3. Promising to Pay Expenses for Bridal Party Members
Progressive Catholics warn that this is a very common mistake that brides and grooms make. In the euphoria of a recent engagement, they want certain friends to be in the wedding party. When these friends hesitate to agree, the bride (or groom) may promise to pay for a variety of expenses ranging from haircuts to travel and lodging expenses. This can wreak havoc on a wedding budget.
Tip: Accept that some of your friends simply cannot afford to attend your destination wedding in Spain, your wedding cruise or the expense of the high-end bridesmaid dresses you have picked out. In the alternative, you and your fiancé may choose to hold the nuptials closer to home and make the needed gear a bit more affordable for those in your immediate circle of friends. This is one case where you cannot have your cake and eat it, too.

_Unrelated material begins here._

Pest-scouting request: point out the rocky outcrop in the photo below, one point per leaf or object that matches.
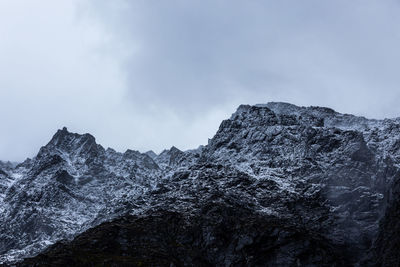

4. Forgetting to Make Religious Arrangements
There is more to getting married in the cathedral of your choice than just showing up with a calendar and squaring the dates with the church’s appointment book. Plenty of houses of worship are operated by faith communities that have fairly strict rules about being married in their locations. Some involve the eligibility to wed after a divorce; others require a lengthy participation in premarital counseling. Still others, such as the Latter-day Saints, will not allow you to just march into a temple and ask for be married, Brigham Young University warns.
Tip: If you want there to be a spiritual component to your wedding, know ahead of time what the requirements of the faith community are. In fact, you might want to consider joining them before asking one of their ministers to marry you.